Circular DNA intermediates in the generation of large human segmental duplications
Javier U. Chicote,
Marcos López-Sánchez,
Tomàs Marquès-Bonet,
José Callizo,
Luis A. Pérez-Jurado,
Antonio García-España
Affiliations
Javier U. Chicote
Research Unit, Hospital Universitari de Tarragona Joan XXIII, Institut d’Investigació Sanitària Pere Virgili, Universitat Rovira i Virgili
Marcos López-Sánchez
Genetics Unit, Departament de Ciències Experimentals i de la Salut, Universitat Pompeu Fabra
Tomàs Marquès-Bonet
Institut de Biologia Evolutiva (CSIC-UPF), Departament de Ciències Experimentals i de la Salut, Universitat Pompeu Fabra
José Callizo
Department of Ophthalmology, Hospital Universitari de Tarragona Joan XXIII, Institut d’Investigació Sanitària Pere Virgili, Universitat Rovira i Virgili
Luis A. Pérez-Jurado
Genetics Unit, Departament de Ciències Experimentals i de la Salut, Universitat Pompeu Fabra
Antonio García-España
Research Unit, Hospital Universitari de Tarragona Joan XXIII, Institut d’Investigació Sanitària Pere Virgili, Universitat Rovira i Virgili
Abstract Background Duplications of large genomic segments provide genetic diversity in genome evolution.

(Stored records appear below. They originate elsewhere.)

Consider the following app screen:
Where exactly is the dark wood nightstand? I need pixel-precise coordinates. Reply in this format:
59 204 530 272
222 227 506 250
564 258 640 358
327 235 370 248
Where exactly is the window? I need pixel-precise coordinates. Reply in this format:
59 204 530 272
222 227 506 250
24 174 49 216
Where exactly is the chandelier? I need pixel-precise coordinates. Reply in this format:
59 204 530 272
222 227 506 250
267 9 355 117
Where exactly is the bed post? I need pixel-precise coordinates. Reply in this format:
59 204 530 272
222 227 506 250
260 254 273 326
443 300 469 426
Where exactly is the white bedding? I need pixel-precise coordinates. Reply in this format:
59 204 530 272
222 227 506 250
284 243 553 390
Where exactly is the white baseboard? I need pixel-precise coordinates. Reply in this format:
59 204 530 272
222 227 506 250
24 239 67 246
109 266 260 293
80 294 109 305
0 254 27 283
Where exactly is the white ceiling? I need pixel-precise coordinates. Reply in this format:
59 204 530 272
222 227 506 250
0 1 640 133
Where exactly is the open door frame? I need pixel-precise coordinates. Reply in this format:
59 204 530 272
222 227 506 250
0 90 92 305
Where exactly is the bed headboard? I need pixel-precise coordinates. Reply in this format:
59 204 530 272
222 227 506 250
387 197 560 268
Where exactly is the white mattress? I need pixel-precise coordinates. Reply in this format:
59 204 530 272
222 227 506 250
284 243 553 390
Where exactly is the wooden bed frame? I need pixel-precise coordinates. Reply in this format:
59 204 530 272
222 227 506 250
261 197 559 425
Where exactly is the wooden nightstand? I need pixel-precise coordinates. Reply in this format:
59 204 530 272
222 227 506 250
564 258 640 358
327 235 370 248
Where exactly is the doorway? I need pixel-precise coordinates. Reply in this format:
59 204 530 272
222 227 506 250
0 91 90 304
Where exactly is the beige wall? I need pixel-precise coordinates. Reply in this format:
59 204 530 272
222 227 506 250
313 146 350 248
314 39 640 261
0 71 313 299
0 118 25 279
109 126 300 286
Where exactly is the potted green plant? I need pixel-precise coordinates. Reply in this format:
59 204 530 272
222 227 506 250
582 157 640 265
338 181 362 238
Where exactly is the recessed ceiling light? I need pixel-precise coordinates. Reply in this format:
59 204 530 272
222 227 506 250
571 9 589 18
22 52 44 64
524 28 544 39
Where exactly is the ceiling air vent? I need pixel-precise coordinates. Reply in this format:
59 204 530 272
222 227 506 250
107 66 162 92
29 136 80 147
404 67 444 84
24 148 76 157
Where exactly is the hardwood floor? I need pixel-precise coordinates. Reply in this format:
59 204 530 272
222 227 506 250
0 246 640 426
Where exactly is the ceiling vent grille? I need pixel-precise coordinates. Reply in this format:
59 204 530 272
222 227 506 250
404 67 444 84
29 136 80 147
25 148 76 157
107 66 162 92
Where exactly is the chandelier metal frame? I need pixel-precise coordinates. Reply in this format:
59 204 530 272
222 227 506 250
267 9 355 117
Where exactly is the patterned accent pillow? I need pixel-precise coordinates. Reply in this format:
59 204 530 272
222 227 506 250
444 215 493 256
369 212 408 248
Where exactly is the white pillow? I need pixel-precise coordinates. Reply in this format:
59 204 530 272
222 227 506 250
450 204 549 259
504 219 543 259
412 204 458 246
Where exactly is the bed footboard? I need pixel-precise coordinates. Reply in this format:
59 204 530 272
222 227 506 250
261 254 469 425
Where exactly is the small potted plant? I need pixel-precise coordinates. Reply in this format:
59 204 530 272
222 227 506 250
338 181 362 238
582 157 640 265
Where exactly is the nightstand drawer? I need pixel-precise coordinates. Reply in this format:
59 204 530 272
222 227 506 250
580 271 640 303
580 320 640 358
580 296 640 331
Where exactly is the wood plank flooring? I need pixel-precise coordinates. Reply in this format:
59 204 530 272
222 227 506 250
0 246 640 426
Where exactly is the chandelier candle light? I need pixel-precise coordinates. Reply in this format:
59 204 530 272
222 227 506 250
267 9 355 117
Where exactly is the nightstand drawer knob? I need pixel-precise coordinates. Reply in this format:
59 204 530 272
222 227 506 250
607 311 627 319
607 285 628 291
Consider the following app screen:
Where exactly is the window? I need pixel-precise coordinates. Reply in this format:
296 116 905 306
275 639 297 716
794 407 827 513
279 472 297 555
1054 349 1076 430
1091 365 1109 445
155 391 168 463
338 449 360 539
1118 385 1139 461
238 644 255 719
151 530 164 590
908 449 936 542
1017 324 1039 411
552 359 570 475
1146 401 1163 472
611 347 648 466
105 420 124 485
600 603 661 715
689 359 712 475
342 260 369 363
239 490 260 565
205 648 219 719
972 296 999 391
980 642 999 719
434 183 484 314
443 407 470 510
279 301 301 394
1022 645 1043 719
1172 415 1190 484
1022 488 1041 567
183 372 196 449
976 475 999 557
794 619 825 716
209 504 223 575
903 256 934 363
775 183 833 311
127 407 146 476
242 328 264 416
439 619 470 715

Despite their importance, how these duplications are generated remains uncertain, particularly for distant duplicated genomic segments. Results Here we provide evidence of the participation of circular DNA intermediates in the single generation of some large human segmental duplications. A specific reversion of sequence order from A-B/C-D to B-A/D-C between duplicated segments and the presence of only microhomologies and short indels at the evolutionary breakpoints suggest a circularization of the donor ancestral locus and an accidental replicative interaction with the acceptor locus. Conclusions This novel mechanism of random genomic mutation could explain several distant genomic duplications including some of the ones that took place during recent human evolution.